Selon Abdourahmane Sarr, la généralisation de ce type de monnaie peut permettre l’inclusion financière d’une majorité d’Africains exclus du système traditionnel. Ceci grâce à la constitution d’un fond commun d’investissement qui peut accompagner le développement local en lieu et place d’une intervention de l’Etat.

Sécurité et gap numérique

Les monnaies complémentaires se déclinent en deux versions, numérique comme par exemple le e-CFA ou physique comme le BanglaPesa au Kenya. Selon les spécialistes comme Abdourahmane Sarr, en Afrique, la version virtuelle de la monnaie se heurte à l’obstacle du gap numérique avec notamment 80% de la population africaine n’ayant pas accès à internet.

Outre le gap numérique, les monnaies locales restent adossées aux monnaies officielles de leur pays.

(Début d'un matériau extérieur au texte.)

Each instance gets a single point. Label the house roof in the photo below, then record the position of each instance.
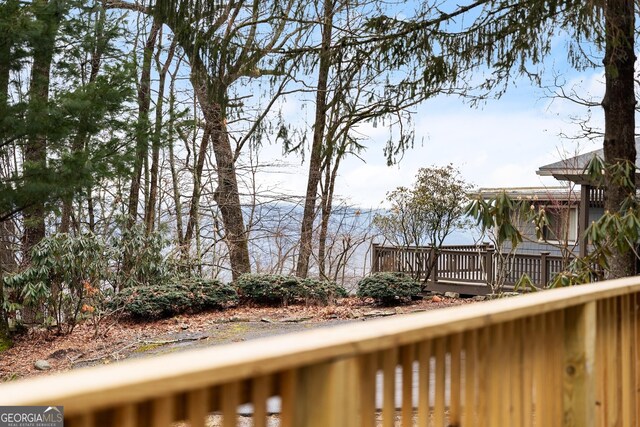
(539, 194)
(572, 169)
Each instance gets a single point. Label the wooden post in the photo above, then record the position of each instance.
(579, 391)
(544, 271)
(374, 258)
(488, 262)
(328, 394)
(583, 218)
(433, 260)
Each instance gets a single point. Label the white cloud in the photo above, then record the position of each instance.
(502, 144)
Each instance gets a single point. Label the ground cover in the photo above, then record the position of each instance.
(126, 339)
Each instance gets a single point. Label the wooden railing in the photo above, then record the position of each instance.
(465, 264)
(564, 357)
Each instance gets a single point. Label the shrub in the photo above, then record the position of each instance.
(279, 289)
(388, 288)
(320, 291)
(189, 296)
(59, 282)
(267, 288)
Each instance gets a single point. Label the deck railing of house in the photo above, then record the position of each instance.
(560, 357)
(465, 264)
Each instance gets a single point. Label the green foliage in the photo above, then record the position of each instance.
(388, 288)
(160, 301)
(138, 257)
(320, 291)
(64, 272)
(496, 215)
(279, 289)
(87, 111)
(428, 212)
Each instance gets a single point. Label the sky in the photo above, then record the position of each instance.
(499, 144)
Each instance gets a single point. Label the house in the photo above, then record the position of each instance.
(562, 207)
(569, 209)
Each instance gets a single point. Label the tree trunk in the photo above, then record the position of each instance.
(81, 140)
(150, 213)
(210, 97)
(619, 113)
(142, 137)
(315, 160)
(35, 152)
(197, 189)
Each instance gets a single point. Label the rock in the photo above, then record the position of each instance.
(42, 365)
(379, 313)
(296, 319)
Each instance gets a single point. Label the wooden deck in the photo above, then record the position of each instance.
(463, 269)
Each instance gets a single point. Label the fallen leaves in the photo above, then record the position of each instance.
(82, 347)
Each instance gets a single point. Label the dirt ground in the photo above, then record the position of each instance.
(122, 338)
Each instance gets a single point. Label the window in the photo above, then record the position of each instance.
(563, 223)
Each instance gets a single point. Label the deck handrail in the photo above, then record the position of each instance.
(470, 346)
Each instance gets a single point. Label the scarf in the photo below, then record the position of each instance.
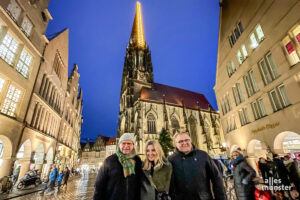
(127, 162)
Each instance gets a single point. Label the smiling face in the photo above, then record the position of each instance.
(183, 143)
(151, 153)
(126, 146)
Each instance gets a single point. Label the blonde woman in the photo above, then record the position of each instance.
(157, 173)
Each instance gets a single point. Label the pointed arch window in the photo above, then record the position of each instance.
(151, 124)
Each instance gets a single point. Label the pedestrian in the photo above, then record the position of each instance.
(293, 171)
(51, 180)
(194, 172)
(60, 178)
(242, 176)
(119, 177)
(66, 177)
(157, 173)
(16, 173)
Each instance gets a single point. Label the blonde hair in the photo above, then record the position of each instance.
(160, 155)
(179, 133)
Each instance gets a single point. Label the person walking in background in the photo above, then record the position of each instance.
(157, 173)
(242, 176)
(293, 171)
(119, 177)
(194, 172)
(66, 177)
(60, 178)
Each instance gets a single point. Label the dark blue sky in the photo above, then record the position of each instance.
(182, 36)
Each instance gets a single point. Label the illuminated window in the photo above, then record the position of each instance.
(14, 10)
(260, 33)
(26, 26)
(244, 116)
(1, 84)
(24, 63)
(258, 108)
(11, 101)
(8, 48)
(291, 43)
(268, 69)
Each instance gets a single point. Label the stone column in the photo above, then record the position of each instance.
(7, 164)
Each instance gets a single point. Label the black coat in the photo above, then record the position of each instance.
(111, 184)
(243, 171)
(160, 179)
(192, 175)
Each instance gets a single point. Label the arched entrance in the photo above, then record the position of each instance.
(255, 150)
(5, 156)
(24, 157)
(287, 142)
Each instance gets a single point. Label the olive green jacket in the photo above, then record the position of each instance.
(160, 181)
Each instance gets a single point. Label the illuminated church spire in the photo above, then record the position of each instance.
(137, 34)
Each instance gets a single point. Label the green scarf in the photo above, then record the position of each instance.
(127, 162)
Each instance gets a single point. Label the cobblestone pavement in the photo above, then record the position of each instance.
(78, 189)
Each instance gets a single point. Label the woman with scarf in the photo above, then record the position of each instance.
(157, 173)
(243, 175)
(119, 177)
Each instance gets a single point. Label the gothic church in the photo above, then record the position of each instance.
(147, 107)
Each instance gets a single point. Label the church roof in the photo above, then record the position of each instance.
(137, 34)
(176, 96)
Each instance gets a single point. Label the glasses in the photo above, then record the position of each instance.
(182, 141)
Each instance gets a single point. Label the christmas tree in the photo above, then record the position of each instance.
(166, 142)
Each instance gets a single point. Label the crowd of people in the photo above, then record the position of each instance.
(189, 173)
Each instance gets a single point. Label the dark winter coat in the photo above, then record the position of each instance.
(192, 175)
(111, 184)
(160, 179)
(280, 171)
(294, 174)
(243, 171)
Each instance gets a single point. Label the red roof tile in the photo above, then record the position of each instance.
(175, 96)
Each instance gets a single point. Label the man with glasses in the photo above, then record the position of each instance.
(194, 172)
(119, 177)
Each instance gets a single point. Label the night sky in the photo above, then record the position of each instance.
(182, 36)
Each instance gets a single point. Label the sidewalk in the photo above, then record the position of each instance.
(31, 189)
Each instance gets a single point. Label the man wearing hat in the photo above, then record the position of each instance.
(119, 177)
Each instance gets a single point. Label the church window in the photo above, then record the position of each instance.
(175, 125)
(151, 123)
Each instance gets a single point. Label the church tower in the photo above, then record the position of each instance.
(137, 72)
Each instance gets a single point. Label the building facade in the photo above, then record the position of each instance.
(147, 107)
(93, 154)
(41, 120)
(258, 76)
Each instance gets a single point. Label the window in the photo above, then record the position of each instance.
(1, 84)
(231, 68)
(275, 101)
(242, 55)
(283, 96)
(14, 10)
(237, 93)
(151, 124)
(24, 63)
(290, 43)
(8, 48)
(26, 26)
(244, 116)
(258, 108)
(236, 33)
(268, 69)
(250, 83)
(11, 101)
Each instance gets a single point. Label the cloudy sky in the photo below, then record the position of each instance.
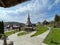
(39, 10)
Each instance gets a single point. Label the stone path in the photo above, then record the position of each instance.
(27, 40)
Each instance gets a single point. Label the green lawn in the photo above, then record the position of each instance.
(40, 29)
(22, 33)
(10, 32)
(53, 36)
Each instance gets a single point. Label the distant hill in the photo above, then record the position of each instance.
(14, 23)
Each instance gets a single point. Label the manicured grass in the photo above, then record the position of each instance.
(22, 33)
(53, 36)
(40, 29)
(10, 32)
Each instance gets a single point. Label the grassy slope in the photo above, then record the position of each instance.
(55, 36)
(40, 29)
(23, 33)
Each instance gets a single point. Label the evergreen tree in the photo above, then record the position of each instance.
(1, 27)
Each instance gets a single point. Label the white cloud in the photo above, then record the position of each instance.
(56, 1)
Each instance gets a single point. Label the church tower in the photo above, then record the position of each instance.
(28, 21)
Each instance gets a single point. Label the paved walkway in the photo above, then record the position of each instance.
(27, 40)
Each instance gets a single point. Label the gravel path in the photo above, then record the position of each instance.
(27, 40)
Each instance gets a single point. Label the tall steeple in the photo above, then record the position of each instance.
(28, 21)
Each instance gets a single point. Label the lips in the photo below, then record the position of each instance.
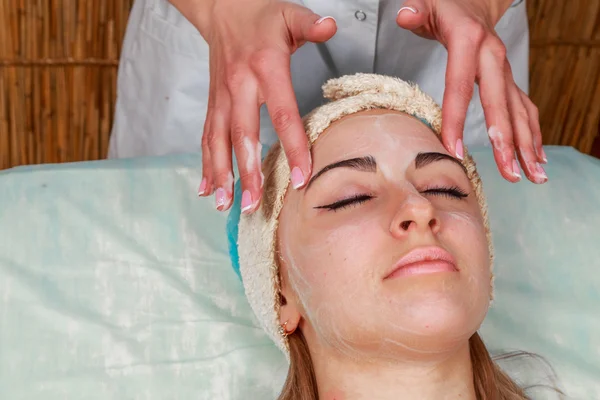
(423, 260)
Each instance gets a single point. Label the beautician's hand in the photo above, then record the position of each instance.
(251, 43)
(476, 54)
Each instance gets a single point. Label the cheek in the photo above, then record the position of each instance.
(330, 260)
(463, 228)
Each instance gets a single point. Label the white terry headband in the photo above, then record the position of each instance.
(257, 247)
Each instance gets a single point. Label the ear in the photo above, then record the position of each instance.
(289, 310)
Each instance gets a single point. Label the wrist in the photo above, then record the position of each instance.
(196, 11)
(498, 8)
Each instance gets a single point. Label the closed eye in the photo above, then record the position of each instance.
(348, 202)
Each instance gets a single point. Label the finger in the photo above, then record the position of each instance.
(534, 124)
(523, 137)
(463, 48)
(219, 144)
(276, 84)
(306, 26)
(412, 15)
(493, 93)
(245, 121)
(206, 184)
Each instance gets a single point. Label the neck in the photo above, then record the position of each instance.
(446, 376)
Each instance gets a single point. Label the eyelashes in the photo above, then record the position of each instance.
(454, 193)
(350, 201)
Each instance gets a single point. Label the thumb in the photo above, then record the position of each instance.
(413, 14)
(306, 26)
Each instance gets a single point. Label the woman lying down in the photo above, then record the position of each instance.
(375, 278)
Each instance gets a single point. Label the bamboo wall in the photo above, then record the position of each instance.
(58, 67)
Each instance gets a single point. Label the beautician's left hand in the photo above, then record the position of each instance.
(477, 54)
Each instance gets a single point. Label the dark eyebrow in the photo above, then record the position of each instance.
(424, 159)
(364, 164)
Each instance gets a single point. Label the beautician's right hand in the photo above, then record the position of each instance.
(251, 43)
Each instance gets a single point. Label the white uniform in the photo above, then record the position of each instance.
(163, 76)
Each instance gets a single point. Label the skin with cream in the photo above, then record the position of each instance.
(384, 262)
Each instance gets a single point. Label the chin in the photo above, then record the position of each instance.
(437, 326)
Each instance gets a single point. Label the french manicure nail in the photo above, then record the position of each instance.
(459, 149)
(411, 9)
(297, 178)
(246, 201)
(516, 170)
(540, 173)
(202, 187)
(317, 22)
(544, 156)
(220, 198)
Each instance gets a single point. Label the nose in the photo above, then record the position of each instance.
(415, 214)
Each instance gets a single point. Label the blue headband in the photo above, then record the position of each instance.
(233, 219)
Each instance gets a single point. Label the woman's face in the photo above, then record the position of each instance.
(385, 249)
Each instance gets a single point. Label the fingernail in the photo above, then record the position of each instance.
(516, 170)
(317, 22)
(246, 201)
(540, 174)
(297, 178)
(202, 187)
(544, 156)
(411, 9)
(459, 149)
(220, 198)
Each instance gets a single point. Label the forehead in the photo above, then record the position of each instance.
(376, 132)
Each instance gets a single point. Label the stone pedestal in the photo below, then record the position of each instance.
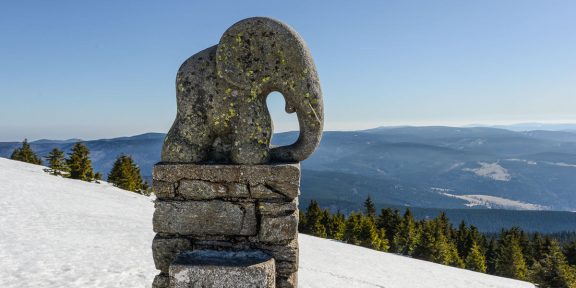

Partageant par conséquent les mêmes risques. De ce fait, en cas de crise et qu’une monnaie officielle perdait de sa valeur, la monnaie complémentaire, la perdrait également.

Autre faille relevée par l’économiste Charles Sannat, réside dans le fait que les monnaies complémentaires ne permettent aucune épargne dans le temps car étant de nature « fondante ». Autrement dit, « leur valeur décroît avec le temps, une fois un délai de trois mois passé », explique Charles Sannat, qui précise que dans ces conditions, il est impossible de garder des valeurs chez soi pour les coups durs.